Clenched Fists in My Knotted Stomach

Lest you think that veteran (i.e., experienced, tempered, refined—don’t say old!) writers are immune to beginning writer mistakes, all I can say is, think again. It’s confession time here in the Star Rigger foundries, where we labor 24/7 converting raw words into story for our ravenous audience. I’m going to share some revealing facts.

My editor, in the course of a long email full of editorial suggestions, helpfully provided me with a list of words and phrases I used too often. Now, all writers have verbal tics—that is to say words and expressions that they use habitually, without even noticing. Turns out, I have my fair share. And with my editor’s list in hand, I used the Find functions in Scrivener and Word to, er, find them and see if I could root some out. Turns out I could—by deleting, by using other words, by recrafting sentences (usually making them stronger in the process). Here’s part of the list, followed by the number of times I used the expression initially (in the 268,000-word book), and then the number after I’d gone through and cleaned things up:

  • indeed 50 / 14
  • very 323 / 96
  • draw(n, ing) 68 / 28
  • drew 89 / 29
  • further 76 / 27
  • farther 31 / 43 (some furthers got corrected to farthers)
  • clench(ed) 27 / 7
  • knot(ted) 25 / 9
  • . And 546 / 209

Did I really use “very” that many times?? Turns out I did. Usually in phrases like “very much want to…” And the last one, in case it’s not clear, is sentences starting with “And”—not unlike this one. Sometimes that’s a very—um, an effective usage. Other times, it’s just lazy habit. I still haven’t gone through and looked for excessive em-dashes—or ellipses… but I will.

I spent literally days of the most tedious editing imaginable doing this. But it was necessary, and you will all be happier for it when you read the story, though if I did my job right, you will never notice.

Most of this happened while I was out of town helping with a family matter. I was intending on my flight home to sprinkle all the deleted very’s and And’s and clenched fists out the window as bread crumbs for the birds and the fish below; but alas, I did not get a window seat. I’ll sell them to you for cheap.


About Jeffrey A. Carver

Jeffrey A. Carver grew up on the Lake Erie shores of Huron, Ohio, but eventually settled in the Boston area, where he lives with his family. Currently he's writing a new volume in his popular series The Chaos Chronicles. Another of his favorite places to spin tales is his Star Rigger universe; one story in that world, Eternity's End, was a finalist for the Nebula Award. Among his stand-alone works are The Rapture Effect, and Battlestar Galactica, a novelization of the SciFi Channel's miniseries. By many accounts, his work is hard science fiction, but his greatest love remains character, story, and a healthy sense of wonder. His short work is collected in Going Alien and Reality and Other Fictions. As a teacher, Carver once hosted an educational TV series on the writing of SF and fantasy. A course that grew out of that is online, free to all, at In person, he's taught at MIT, Odyssey, and the New England Young Writer's Conference; and he is cofounder of the Ultimate SF Writing Workshop, in the Boston area. Visit his website and blog to learn more about his work.

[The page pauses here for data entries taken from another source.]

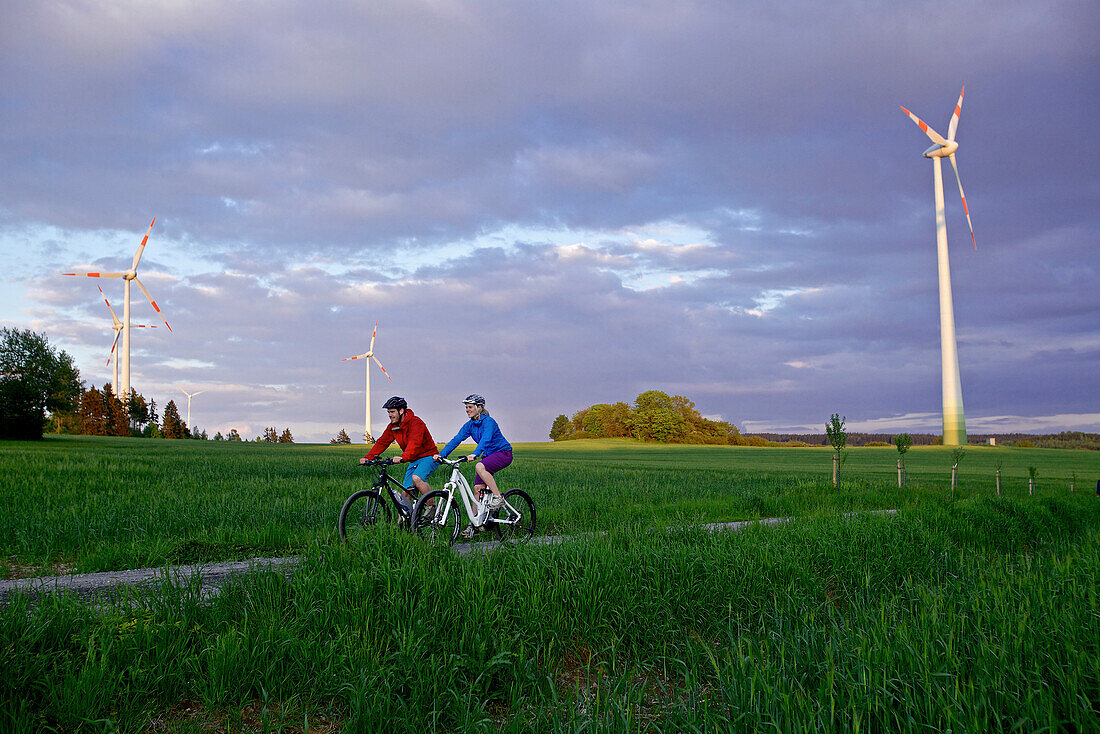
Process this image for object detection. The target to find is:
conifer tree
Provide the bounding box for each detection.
[161,401,188,438]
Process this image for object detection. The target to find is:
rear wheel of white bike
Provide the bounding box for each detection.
[491,490,535,543]
[413,490,459,545]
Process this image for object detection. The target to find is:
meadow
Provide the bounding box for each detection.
[0,438,1100,732]
[0,437,1100,578]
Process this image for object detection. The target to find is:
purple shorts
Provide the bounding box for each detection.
[475,451,512,484]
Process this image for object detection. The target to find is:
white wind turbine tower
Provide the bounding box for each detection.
[63,217,172,401]
[96,285,156,399]
[901,87,978,446]
[340,321,394,443]
[176,385,206,431]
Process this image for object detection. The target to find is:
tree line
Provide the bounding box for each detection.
[550,390,741,446]
[0,327,294,443]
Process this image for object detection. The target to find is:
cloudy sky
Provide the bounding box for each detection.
[0,0,1100,441]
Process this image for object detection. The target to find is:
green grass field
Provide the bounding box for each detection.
[0,438,1100,733]
[0,437,1100,578]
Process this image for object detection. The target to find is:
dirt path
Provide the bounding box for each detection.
[0,510,898,604]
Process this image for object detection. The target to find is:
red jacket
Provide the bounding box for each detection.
[366,409,439,461]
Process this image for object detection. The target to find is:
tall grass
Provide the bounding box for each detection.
[0,494,1100,732]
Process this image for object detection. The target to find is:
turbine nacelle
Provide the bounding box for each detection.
[924,140,959,158]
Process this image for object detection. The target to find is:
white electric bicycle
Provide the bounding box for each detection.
[413,457,535,544]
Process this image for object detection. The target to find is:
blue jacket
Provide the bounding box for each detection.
[440,416,512,457]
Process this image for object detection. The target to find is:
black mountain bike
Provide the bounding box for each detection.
[338,459,413,540]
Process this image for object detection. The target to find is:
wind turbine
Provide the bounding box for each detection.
[176,385,206,431]
[340,321,394,443]
[901,87,978,446]
[96,285,156,399]
[62,217,172,401]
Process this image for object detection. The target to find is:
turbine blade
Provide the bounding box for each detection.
[130,217,156,275]
[947,87,966,140]
[947,153,978,250]
[96,285,119,321]
[901,107,947,145]
[134,278,172,331]
[367,354,394,382]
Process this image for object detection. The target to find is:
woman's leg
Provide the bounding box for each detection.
[474,461,501,497]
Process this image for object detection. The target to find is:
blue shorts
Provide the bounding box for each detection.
[403,457,439,490]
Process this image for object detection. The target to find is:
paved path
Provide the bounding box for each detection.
[0,510,898,603]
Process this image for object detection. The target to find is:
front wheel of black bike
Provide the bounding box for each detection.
[338,490,391,540]
[491,490,535,543]
[413,490,459,545]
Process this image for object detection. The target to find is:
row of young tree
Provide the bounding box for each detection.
[550,390,741,446]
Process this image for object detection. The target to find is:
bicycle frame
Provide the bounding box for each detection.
[364,461,416,516]
[436,457,523,528]
[436,458,477,524]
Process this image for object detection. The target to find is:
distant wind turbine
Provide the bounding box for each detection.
[340,321,394,443]
[96,285,156,399]
[901,87,978,446]
[176,385,206,431]
[62,217,172,401]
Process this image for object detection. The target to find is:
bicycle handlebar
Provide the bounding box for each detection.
[436,457,470,467]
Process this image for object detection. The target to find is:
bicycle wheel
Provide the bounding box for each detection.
[338,490,391,540]
[492,490,535,543]
[413,490,459,545]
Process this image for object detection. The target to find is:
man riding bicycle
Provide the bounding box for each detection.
[359,395,439,511]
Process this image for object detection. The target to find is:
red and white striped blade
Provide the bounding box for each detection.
[130,217,156,275]
[371,354,394,382]
[134,278,172,331]
[96,285,119,321]
[947,87,966,140]
[901,107,947,145]
[947,153,978,250]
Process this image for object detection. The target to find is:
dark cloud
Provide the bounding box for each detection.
[0,1,1100,439]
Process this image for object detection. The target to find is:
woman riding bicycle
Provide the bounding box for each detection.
[359,395,439,510]
[437,393,512,522]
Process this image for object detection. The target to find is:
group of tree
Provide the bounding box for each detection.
[550,390,740,445]
[0,327,294,443]
[0,327,84,440]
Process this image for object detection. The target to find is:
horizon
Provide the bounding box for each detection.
[0,0,1100,442]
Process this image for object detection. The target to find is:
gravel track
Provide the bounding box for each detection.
[0,510,898,604]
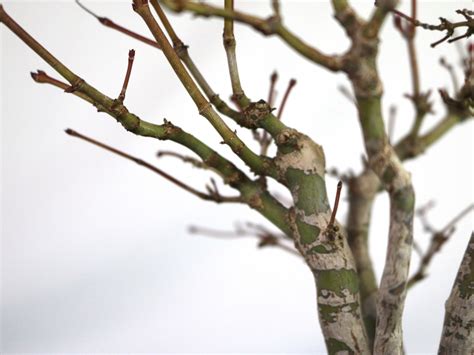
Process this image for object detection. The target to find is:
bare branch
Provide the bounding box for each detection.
[133,0,272,175]
[76,0,160,49]
[407,204,474,289]
[65,128,243,203]
[222,0,250,108]
[391,9,474,47]
[163,0,342,71]
[189,222,301,258]
[438,233,474,355]
[118,49,135,102]
[277,79,296,120]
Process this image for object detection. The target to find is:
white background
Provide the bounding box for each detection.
[0,1,473,354]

Clenched Fists in My Knotted Stomach — 6 Comments

  1. In the pre-Cretaceous days, somebody wrote a program for me, for the Osborne I, that sought out words and computed the distance between them. Quite useful for determining if I’d used the same word more than once (without meaning to) in a paragraph. Only trouble was that it took forever to run, even on the floppies that held only about 30 pp. (A whole chapter!)

    Go you for not having “seem” on your too-often-used list. When I read a book with various versions of “seem” two or three or four times per paragraph, one paragraph after another, I want to fling the book across the room. (Not recommended when book is on the Droid.) I have a hypothesis about why this happens, but that’s another discussion.


  2. We are pattern beings, and so much of our language is actually phrases, not discrete words. This is the kind of fine-tuning that I think we’ll have to do all our lives.

    (And kudos to you for only one ‘literally’ in the post–and it seems to be used in its real meaning!)

  3. I too am guilty of repeated words and weasel words (just, very, seem, could, should, would, etc.) And repeated weasel words. I know this and try to weed them out in 2nd, 3rd, and 4th draft. But some always linger.

    I highly recommend to beginning writers, and some of us more experienced writers, “The 10% Solution” by Ken Rand. It’s a great guide to self editing. I skim through it before I start 2nd draft now. Helps a lot in tightening and strengthening my prose.